Sussex County Clerk of Peace John Brady, who attended the Jan. 31 event, said out-of-state same-sex marriages are currently recognized as civil unions in Delaware. He said in 2012, the Sussex County office performed 149 civil unions for female couples and 99 unions for male couples.
Goodman said Equality Delaware is confident it can get a marriage-equality bill passed in Delaware. “We think our chances are really good,” she said.
But, Goodman said, before you drink the wine, you have to stomp the grapes. “Your help is critical,” she said.
“No. 1, get connected,” she said. Follow Equality Delaware on Facebook and Twitter, Goodman said; social media keeps supporters up-to-date on pending legislation and opportunities to volunteer and provide financial support. “When the time is right, we’re going to need our community,” she said.
“Talk to your friends, your allies, your houses of worship,” Goodman said. “The district-by-district effort is really important.”
Equality Delaware also launched a video campaign in which gay and straight couples talk about why they support marriage equality. In one video, available at equalitydelaware.org, Leo and Peggy Strine, who have been married 50 years, say they are lucky to have found someone to spend their life with. “I think everyone should have that opportunity when two people love one another,” Peggy said.

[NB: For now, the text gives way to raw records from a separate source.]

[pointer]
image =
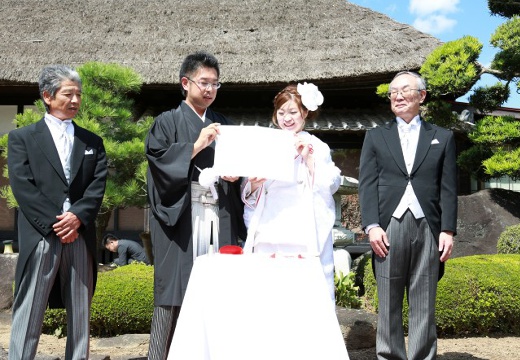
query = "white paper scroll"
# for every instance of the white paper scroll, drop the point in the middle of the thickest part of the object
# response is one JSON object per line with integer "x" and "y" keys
{"x": 254, "y": 151}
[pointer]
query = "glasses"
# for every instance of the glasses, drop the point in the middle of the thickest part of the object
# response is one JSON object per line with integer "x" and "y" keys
{"x": 404, "y": 93}
{"x": 206, "y": 85}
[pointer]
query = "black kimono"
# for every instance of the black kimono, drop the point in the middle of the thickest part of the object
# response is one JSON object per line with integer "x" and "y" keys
{"x": 169, "y": 146}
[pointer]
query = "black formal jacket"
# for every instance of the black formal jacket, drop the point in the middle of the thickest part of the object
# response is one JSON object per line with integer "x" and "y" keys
{"x": 39, "y": 185}
{"x": 383, "y": 176}
{"x": 169, "y": 146}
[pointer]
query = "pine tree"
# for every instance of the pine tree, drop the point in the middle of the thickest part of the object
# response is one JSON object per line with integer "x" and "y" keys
{"x": 452, "y": 69}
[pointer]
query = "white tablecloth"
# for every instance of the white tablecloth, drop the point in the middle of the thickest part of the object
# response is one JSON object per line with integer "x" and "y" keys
{"x": 248, "y": 307}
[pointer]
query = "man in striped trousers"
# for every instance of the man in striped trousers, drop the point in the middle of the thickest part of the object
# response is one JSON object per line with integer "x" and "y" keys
{"x": 57, "y": 171}
{"x": 408, "y": 199}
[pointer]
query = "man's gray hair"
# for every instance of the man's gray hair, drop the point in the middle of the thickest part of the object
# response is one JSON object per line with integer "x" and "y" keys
{"x": 53, "y": 76}
{"x": 421, "y": 83}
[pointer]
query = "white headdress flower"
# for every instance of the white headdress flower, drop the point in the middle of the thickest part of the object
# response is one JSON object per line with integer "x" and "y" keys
{"x": 311, "y": 96}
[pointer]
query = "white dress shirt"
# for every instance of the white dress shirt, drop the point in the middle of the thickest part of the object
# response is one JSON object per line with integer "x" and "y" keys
{"x": 62, "y": 132}
{"x": 409, "y": 135}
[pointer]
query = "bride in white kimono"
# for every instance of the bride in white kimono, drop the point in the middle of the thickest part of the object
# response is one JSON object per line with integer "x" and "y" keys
{"x": 295, "y": 218}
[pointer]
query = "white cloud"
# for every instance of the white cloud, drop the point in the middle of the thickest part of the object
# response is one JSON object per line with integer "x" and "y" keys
{"x": 434, "y": 24}
{"x": 391, "y": 8}
{"x": 423, "y": 8}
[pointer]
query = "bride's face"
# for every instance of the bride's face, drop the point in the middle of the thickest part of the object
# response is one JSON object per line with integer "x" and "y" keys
{"x": 289, "y": 117}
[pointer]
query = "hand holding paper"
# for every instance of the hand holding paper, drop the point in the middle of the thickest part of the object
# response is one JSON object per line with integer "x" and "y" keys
{"x": 253, "y": 151}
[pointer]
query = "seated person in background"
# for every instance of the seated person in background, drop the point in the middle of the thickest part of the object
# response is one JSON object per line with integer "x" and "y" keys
{"x": 128, "y": 250}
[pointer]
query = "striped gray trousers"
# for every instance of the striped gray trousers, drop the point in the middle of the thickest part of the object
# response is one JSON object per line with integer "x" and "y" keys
{"x": 412, "y": 264}
{"x": 49, "y": 260}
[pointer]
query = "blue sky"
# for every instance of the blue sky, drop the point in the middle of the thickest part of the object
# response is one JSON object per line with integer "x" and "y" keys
{"x": 448, "y": 20}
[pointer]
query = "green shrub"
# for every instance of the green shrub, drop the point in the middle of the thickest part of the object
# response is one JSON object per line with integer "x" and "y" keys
{"x": 509, "y": 240}
{"x": 346, "y": 291}
{"x": 478, "y": 295}
{"x": 122, "y": 304}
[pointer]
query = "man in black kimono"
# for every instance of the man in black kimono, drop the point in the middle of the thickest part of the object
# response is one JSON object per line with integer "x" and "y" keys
{"x": 179, "y": 145}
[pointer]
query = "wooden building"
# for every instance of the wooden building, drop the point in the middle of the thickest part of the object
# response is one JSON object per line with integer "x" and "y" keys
{"x": 262, "y": 45}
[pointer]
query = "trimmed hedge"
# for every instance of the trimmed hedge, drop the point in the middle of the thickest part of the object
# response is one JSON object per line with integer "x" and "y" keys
{"x": 122, "y": 304}
{"x": 478, "y": 295}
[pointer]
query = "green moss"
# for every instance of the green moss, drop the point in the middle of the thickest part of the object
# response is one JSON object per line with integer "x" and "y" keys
{"x": 478, "y": 295}
{"x": 509, "y": 240}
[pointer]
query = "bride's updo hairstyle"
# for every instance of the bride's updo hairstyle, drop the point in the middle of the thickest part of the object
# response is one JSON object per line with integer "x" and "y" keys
{"x": 290, "y": 92}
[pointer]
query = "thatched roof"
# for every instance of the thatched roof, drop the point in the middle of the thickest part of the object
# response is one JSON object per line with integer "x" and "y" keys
{"x": 260, "y": 42}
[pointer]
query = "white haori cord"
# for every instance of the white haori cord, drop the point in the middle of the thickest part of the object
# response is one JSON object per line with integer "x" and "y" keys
{"x": 204, "y": 213}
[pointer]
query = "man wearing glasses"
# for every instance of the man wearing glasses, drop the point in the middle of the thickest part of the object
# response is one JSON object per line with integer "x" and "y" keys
{"x": 408, "y": 199}
{"x": 185, "y": 216}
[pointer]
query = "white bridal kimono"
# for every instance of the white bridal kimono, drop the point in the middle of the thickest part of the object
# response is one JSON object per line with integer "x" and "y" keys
{"x": 291, "y": 218}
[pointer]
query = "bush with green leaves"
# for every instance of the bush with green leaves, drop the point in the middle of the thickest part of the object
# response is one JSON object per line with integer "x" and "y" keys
{"x": 509, "y": 240}
{"x": 478, "y": 295}
{"x": 346, "y": 290}
{"x": 122, "y": 304}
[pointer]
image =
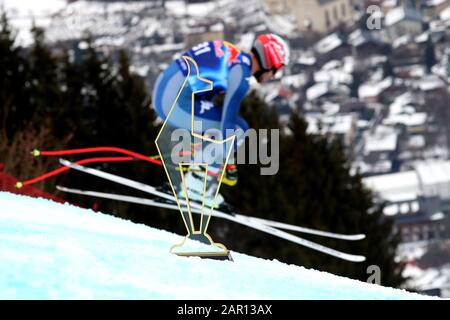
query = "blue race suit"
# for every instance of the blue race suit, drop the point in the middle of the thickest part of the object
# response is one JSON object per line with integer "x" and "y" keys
{"x": 227, "y": 67}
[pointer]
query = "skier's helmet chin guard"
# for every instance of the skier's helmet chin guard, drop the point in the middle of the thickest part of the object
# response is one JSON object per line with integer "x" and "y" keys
{"x": 271, "y": 51}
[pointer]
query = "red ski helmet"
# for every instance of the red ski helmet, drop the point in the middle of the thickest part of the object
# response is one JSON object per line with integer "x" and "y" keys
{"x": 271, "y": 51}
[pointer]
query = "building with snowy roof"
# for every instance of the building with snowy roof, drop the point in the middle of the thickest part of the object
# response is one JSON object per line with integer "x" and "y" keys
{"x": 418, "y": 199}
{"x": 320, "y": 15}
{"x": 402, "y": 21}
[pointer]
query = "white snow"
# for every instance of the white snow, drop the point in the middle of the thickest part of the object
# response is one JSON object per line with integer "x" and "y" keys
{"x": 328, "y": 43}
{"x": 445, "y": 14}
{"x": 396, "y": 15}
{"x": 383, "y": 139}
{"x": 395, "y": 187}
{"x": 55, "y": 251}
{"x": 373, "y": 89}
{"x": 23, "y": 13}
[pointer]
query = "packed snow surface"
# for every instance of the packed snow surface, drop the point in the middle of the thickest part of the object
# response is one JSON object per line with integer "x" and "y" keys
{"x": 54, "y": 251}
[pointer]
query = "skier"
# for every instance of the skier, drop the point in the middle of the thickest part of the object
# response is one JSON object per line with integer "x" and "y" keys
{"x": 230, "y": 71}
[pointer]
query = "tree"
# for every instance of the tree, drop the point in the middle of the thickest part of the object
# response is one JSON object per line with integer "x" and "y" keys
{"x": 313, "y": 188}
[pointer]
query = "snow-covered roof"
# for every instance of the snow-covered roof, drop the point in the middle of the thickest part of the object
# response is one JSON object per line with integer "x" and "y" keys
{"x": 24, "y": 13}
{"x": 423, "y": 37}
{"x": 416, "y": 141}
{"x": 373, "y": 89}
{"x": 395, "y": 187}
{"x": 409, "y": 120}
{"x": 434, "y": 172}
{"x": 328, "y": 43}
{"x": 383, "y": 139}
{"x": 335, "y": 76}
{"x": 429, "y": 83}
{"x": 398, "y": 14}
{"x": 336, "y": 123}
{"x": 317, "y": 90}
{"x": 445, "y": 14}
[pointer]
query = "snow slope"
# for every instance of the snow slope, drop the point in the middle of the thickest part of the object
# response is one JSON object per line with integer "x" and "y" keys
{"x": 54, "y": 251}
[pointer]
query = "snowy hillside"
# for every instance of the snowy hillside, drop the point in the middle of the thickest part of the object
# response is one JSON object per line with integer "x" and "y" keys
{"x": 54, "y": 251}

An audience member who said he works at Dover Air Force Base said Equality Delaware should consider using members of the military in their campaign for marriage equality. “There are just so many couples in the Air Force Base,” he said.
Brady said Sussex County Council passed an ordinance in November that entitles veterans and members of the military to a free marriage or civil union. “I’ve done more civil unions than marriages for veterans,” Brady said.
Goodman said Equality Delaware has the support of Gov. Jack Markell, Lt. Gov. Matt Denn and leadership in both the Senate and the House of Representatives, including House Speaker Pete Schwartzkopf, D-Rehoboth Beach, who attended the event.
“Times change, and your friends get to places where they belong, and it’s wonderful,” Goodman said.
Schwartzkopf said some legislators want to vote for marriage equality, but they are afraid of being voted out of their district. “If you don’t contact these legislators and let them know, they’re going to think nobody wants it,” he said.
Schwartzkopf also said when calling legislators, it is important to respect their opinion. “If you go in there, and you push them and push them, they’re going to shut down,” he said. “You’re going to lose them forever.”
Schwartzkopf also warned against sending identical emails because they are often ignored.
“You don’t have to send me an email because I’m voting for it,” Schwartzkopf said. He was answered with clamorous applause.
“The people who live in Pete’s district need to sign up and do a phone bank,” Goodman said. “There are a lot of districts where you can do good work.”
Ryan Rowe, director of faith outreach for Human Rights Campaign, met with gay rights supporters of all religions after the meeting.
Ptery Iris, who attended the event, said she was glad to see Equality Delaware reaching out to houses of worship. She said she lost a teaching job in Delaware after breaking up a fight between two black males, one of whom was calling the other a “fag.”
Iris said the aggressor’s father was a preacher, who called other parents in the school. The next day, Iris said, she was fired. “We here in Sussex County do not live in an enlightened world outside Lewes and Rehoboth,” she said.
Iris said, “We don’t stand a chance in Sussex County against that attitude.”
Schwartzkopf said the Republican Party is strong in Sussex County, despite the statewide Democratic majority. “The battle will be won up there, not down here,” he said.